When Shauna accosts Jackie as the group dines on the meat of the bear Lottie has just slayed, her words are more hurtful than anything Jackie has done so far. Yes, Shauna has reasons for her rage, the pent up anger of being in someone's shadow, but she resorts to the mean put downs of a broken person. "I'm not jealous of you Jackie," Shauna screams. "I feel sorry for you because you're weak and I think that deep down you know it." She calls her best friend "tragic and boring and insecure." And even though Shauna's words are cruel, the rest of the group backs her up when she wants to banish Jackie from the house. Even more so than the "Doomcoming" orgy-slash-aborted sacrifice, it's the sign of the social order breaking down. Not because Jackie as teen queen should be revered, but because it's wrong to make someone sleep outside. In the pilot, Jackie is the team captain, the person able to assuage conflict with pep talks and bonding exercises. Now there are no kind words for her. Taissa (Jasmin Savoy Brown) encourages Shauna to go talk to Jackie before going to sleep, but Shauna refuses. In the morning, Jackie's body is frozen, covered in fresh snow. Shauna's howls of sorrow are piercing, the wails of someone who must accept responsibility.

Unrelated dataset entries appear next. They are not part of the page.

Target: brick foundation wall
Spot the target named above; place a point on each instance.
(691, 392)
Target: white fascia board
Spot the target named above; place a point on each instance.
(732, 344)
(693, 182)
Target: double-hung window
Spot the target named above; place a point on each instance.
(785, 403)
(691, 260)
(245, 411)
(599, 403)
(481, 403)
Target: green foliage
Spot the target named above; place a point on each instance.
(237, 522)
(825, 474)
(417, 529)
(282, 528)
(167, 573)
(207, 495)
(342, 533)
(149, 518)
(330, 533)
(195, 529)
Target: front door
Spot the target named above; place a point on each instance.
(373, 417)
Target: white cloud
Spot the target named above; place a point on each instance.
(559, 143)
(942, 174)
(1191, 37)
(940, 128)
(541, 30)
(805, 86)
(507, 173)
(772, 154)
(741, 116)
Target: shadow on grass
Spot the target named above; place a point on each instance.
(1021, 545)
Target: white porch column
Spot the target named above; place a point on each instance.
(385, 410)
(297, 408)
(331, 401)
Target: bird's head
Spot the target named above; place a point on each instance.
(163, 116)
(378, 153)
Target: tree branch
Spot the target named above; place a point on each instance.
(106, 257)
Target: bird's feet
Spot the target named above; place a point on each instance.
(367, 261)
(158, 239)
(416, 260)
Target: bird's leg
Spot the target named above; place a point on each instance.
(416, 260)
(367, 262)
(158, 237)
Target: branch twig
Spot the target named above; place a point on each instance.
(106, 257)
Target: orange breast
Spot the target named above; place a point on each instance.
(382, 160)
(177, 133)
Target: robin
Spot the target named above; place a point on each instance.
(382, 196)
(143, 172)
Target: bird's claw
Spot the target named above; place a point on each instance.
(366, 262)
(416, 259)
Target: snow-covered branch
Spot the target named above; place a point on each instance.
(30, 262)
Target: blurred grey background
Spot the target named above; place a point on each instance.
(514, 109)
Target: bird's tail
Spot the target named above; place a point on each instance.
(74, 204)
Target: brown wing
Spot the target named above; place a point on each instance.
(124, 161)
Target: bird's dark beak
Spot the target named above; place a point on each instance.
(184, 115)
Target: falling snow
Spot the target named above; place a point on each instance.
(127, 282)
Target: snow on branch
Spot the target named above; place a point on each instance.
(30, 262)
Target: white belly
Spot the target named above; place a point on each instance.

It's a death that reframes everything we know about Shauna's guilt in her adult life where she's played by Melanie Lynskey. Jackie didn't have to die. She didn't die because of some horrific accident. She didn't die because everyone else around her was starving and they wanted meat. She died because of a petty argument. In the present, Shauna has assumed Jackie's life. She married Jeff (Warren Kole). She peaked in high school, just as she said Jackie would.
There are certainly other mysteries Jackie's death provokes. What lie did the Yellowjackets tell the world about how her life ended? Does Jeff know what happened to his ex? And, yeah, what are they going to do with her body? But those feel mild or minor compared to the overwhelming bleakness of the situation. Jackie suffered the kind of cruelty that doesn't make good headlines or sensational rumors. She was bullied, and that's scarier than any kind of cannibalism.